I suppose avoiding meaningful adult conversations with him is my subconscious way of avoiding the truth about the next phase in life for him and for me: the realization that I have to let go and I can no longer keep him safe from whatever it is that scares me about the journey into the world he is about to embark on. For at least a year now Super Mom has cried private tears about this ominous and obvious next step in life and together we mutually hate it. But it is what we have prepared Number One and his brothers for all their lives.

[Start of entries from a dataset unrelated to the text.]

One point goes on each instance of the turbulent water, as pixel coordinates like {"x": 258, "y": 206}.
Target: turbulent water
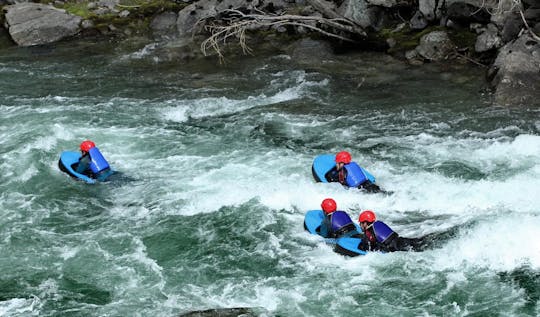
{"x": 214, "y": 178}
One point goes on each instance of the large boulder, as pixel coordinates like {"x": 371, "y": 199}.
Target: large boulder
{"x": 515, "y": 74}
{"x": 36, "y": 24}
{"x": 435, "y": 46}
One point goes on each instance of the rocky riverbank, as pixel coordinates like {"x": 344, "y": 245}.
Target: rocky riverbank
{"x": 500, "y": 37}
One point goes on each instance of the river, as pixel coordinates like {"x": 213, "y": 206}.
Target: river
{"x": 214, "y": 179}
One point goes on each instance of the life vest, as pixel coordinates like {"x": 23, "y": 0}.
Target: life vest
{"x": 382, "y": 231}
{"x": 355, "y": 175}
{"x": 98, "y": 163}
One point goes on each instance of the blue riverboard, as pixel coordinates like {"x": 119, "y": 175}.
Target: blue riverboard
{"x": 321, "y": 165}
{"x": 345, "y": 245}
{"x": 67, "y": 160}
{"x": 325, "y": 162}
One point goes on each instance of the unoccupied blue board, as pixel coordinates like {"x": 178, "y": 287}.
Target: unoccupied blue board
{"x": 313, "y": 220}
{"x": 69, "y": 158}
{"x": 322, "y": 164}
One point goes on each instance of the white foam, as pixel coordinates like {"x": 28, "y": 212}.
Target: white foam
{"x": 504, "y": 244}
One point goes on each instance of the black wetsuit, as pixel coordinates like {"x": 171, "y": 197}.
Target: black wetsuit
{"x": 392, "y": 243}
{"x": 83, "y": 167}
{"x": 340, "y": 176}
{"x": 337, "y": 224}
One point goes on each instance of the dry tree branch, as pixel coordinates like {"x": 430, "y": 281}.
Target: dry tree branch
{"x": 236, "y": 23}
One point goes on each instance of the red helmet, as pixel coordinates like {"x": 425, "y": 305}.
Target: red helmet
{"x": 343, "y": 157}
{"x": 329, "y": 205}
{"x": 87, "y": 145}
{"x": 367, "y": 216}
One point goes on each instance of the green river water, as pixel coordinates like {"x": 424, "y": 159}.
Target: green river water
{"x": 214, "y": 179}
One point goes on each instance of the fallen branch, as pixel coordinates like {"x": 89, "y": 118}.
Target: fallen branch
{"x": 234, "y": 23}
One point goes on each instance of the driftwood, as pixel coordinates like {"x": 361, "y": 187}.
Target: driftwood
{"x": 234, "y": 23}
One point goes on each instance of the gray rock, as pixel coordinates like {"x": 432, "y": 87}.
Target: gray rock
{"x": 428, "y": 9}
{"x": 418, "y": 22}
{"x": 357, "y": 11}
{"x": 190, "y": 15}
{"x": 435, "y": 46}
{"x": 35, "y": 24}
{"x": 164, "y": 24}
{"x": 488, "y": 40}
{"x": 517, "y": 73}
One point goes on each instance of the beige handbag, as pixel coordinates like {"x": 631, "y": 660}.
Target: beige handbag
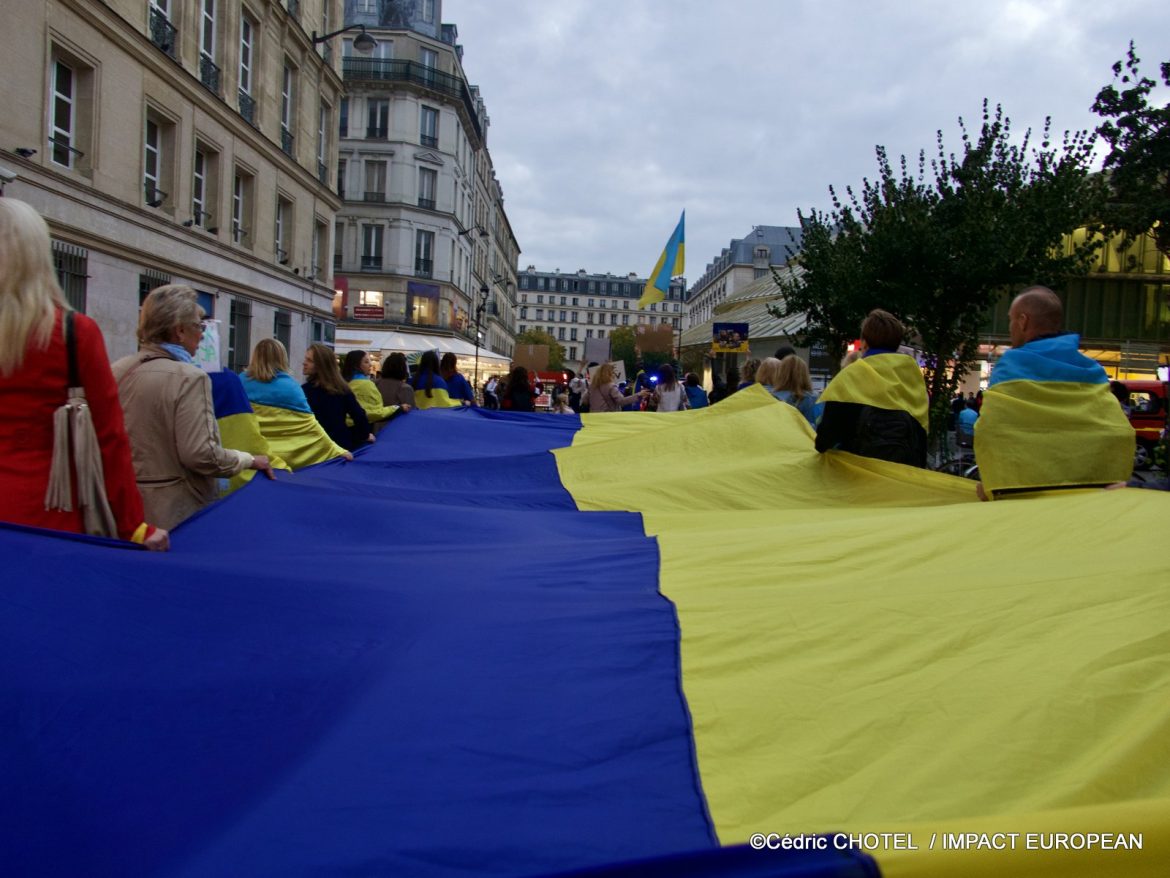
{"x": 74, "y": 437}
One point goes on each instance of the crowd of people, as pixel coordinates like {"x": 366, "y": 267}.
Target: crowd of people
{"x": 167, "y": 438}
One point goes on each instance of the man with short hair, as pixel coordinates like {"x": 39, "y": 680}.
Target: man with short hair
{"x": 1048, "y": 419}
{"x": 878, "y": 407}
{"x": 458, "y": 386}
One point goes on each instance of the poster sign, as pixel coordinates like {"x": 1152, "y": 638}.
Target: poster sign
{"x": 658, "y": 338}
{"x": 729, "y": 338}
{"x": 534, "y": 357}
{"x": 207, "y": 354}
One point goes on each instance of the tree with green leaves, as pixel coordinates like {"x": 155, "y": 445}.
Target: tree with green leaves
{"x": 941, "y": 242}
{"x": 1137, "y": 132}
{"x": 538, "y": 336}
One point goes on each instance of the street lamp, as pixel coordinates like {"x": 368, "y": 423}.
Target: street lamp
{"x": 363, "y": 43}
{"x": 484, "y": 292}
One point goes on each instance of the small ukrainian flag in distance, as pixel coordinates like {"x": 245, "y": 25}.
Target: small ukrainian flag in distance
{"x": 670, "y": 263}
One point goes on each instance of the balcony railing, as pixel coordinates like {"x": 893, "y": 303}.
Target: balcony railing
{"x": 248, "y": 108}
{"x": 163, "y": 33}
{"x": 371, "y": 69}
{"x": 208, "y": 74}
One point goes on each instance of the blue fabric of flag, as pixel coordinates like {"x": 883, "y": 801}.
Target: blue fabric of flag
{"x": 327, "y": 677}
{"x": 1055, "y": 358}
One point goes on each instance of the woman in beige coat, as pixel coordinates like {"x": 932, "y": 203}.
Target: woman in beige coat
{"x": 170, "y": 416}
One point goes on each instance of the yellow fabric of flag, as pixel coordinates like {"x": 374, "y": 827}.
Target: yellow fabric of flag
{"x": 296, "y": 437}
{"x": 241, "y": 432}
{"x": 886, "y": 381}
{"x": 867, "y": 647}
{"x": 1036, "y": 434}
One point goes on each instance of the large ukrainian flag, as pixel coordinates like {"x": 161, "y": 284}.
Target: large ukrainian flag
{"x": 482, "y": 649}
{"x": 670, "y": 263}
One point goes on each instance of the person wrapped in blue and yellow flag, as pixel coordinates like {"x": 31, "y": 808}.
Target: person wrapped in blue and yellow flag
{"x": 431, "y": 390}
{"x": 1048, "y": 419}
{"x": 286, "y": 419}
{"x": 878, "y": 405}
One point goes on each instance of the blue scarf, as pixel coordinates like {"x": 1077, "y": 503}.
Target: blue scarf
{"x": 178, "y": 351}
{"x": 281, "y": 392}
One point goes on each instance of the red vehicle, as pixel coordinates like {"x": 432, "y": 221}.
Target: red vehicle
{"x": 1148, "y": 413}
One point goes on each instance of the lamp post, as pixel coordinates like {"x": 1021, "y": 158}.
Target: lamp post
{"x": 484, "y": 292}
{"x": 363, "y": 42}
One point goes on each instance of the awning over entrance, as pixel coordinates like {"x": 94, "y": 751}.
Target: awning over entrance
{"x": 387, "y": 341}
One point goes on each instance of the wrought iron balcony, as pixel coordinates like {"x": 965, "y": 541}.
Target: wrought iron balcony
{"x": 248, "y": 108}
{"x": 163, "y": 33}
{"x": 208, "y": 74}
{"x": 373, "y": 70}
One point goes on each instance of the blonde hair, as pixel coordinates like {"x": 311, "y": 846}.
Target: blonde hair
{"x": 769, "y": 371}
{"x": 29, "y": 295}
{"x": 793, "y": 377}
{"x": 268, "y": 358}
{"x": 165, "y": 308}
{"x": 604, "y": 375}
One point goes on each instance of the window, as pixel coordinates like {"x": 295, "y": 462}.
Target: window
{"x": 371, "y": 247}
{"x": 283, "y": 230}
{"x": 323, "y": 127}
{"x": 282, "y": 328}
{"x": 377, "y": 119}
{"x": 71, "y": 265}
{"x": 376, "y": 182}
{"x": 428, "y": 182}
{"x": 424, "y": 253}
{"x": 288, "y": 107}
{"x": 204, "y": 186}
{"x": 428, "y": 127}
{"x": 208, "y": 71}
{"x": 247, "y": 47}
{"x": 158, "y": 152}
{"x": 241, "y": 206}
{"x": 239, "y": 344}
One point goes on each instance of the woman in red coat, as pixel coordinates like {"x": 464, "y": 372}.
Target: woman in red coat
{"x": 34, "y": 374}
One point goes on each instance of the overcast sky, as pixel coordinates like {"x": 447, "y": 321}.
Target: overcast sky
{"x": 608, "y": 117}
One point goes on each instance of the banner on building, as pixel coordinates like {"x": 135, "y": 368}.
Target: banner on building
{"x": 729, "y": 338}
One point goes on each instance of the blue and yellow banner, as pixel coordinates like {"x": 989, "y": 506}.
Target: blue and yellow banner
{"x": 670, "y": 263}
{"x": 769, "y": 662}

So today I vow that I am going to do a much better job at the following:

1)      Admit it and embrace it – He’s grown up, we’ve done (and continue to) do what we can to prepare him for the realities of life. We will always be here to support him, but part of his growing up is knowing that we have grown up as parents too. He will more apt to succeed on his own knowing that we have the faith and trust to let him make decisions that may result in failure, but failure is another way of growing.

2)      No open-ended questions – I know how to ask questions to prompt and obtain a measured response. I want to have a discussion more than I want to fulfill a demand and Super Mom hit it right on the head when she said that I need to ask better questions. It’s what we do in the corporate relationships and it should also carry over into our personal lives.

3)      Don’t stop teaching – Just because his time under our roof will soon come to an end, doesn’t mean that we should stop teaching him. My parents always gave me advice even when I was well into my adulthood. In Samoa they always say, “E le uma le galuega o le matua.” (A parents job never ends). I hope that when he is out on his own, that he will trust enough to keep coming back for advice.

We’ve been through a lot Number One and I. He’s the kind of kid that all parents wish their child to be and that’s probably more a father’s bragging than the truth but it’s the truth that works for me. I don’t want to regret not being the father that he needs, simply because I sometimes forget that I need to be the father that he needs me to be.